Tout le monde s’écarta, et l’homme au manteau rouge resta seul debout au milieu de la salle.

«Oh! grâce! grâce! pardon!» s’écria la misérable en tombant à genoux.

L’inconnu laissa le silence se rétablir.

«Je vous le disais bien qu’elle m’avait reconnu! reprit-il. Oui, je suis le bourreau de la ville de Lille, et voici mon histoire.»

Tous les yeux étaient fixés sur cet homme dont on attendait les paroles avec une avide anxiété.

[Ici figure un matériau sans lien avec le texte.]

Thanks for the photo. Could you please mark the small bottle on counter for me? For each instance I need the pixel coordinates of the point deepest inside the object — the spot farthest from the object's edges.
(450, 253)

«Cette jeune femme était autrefois une jeune fille aussi belle qu’elle est belle aujourd’hui. Elle était religieuse au couvent des bénédictines de Templemar. Un jeune prêtre au cœur simple et croyant desservait l’église de ce couvent; elle entreprit de le séduire et y réussit, elle eût séduit un saint.

«Leurs vœux à tous deux étaient sacrés, irrévocables; leur liaison ne pouvait durer longtemps sans les perdre tous deux. Elle obtint de lui qu’ils quitteraient le pays; mais pour quitter le pays, pour fuir ensemble, pour gagner une autre partie de la France, où ils pussent vivre tranquilles parce qu’ils seraient inconnus, il fallait de l’argent; ni l’un ni l’autre n’en avait. Le prêtre vola les vases sacrés, les vendit; mais comme ils s’apprêtaient à partir ensemble, ils furent arrêtés tous deux.

«Huit jours après, elle avait séduit le fils du geôlier et s’était sauvée. Le jeune prêtre fut condamné à dix ans de fers et à la flétrissure. J’étais le bourreau de la ville de Lille, comme dit cette femme. Je fus obligé de marquer le coupable, et le coupable, messieurs, c’était mon frère!

«Je jurai alors que cette femme qui l’avait perdu, qui était plus que sa complice, puisqu’elle l’avait poussé au crime, partagerait au moins le châtiment. Je me doutai du lieu où elle était cachée, je la poursuivis, je l’atteignis, je la garrottai et lui imprimai la même flétrissure que j’avais imprimée à mon frère.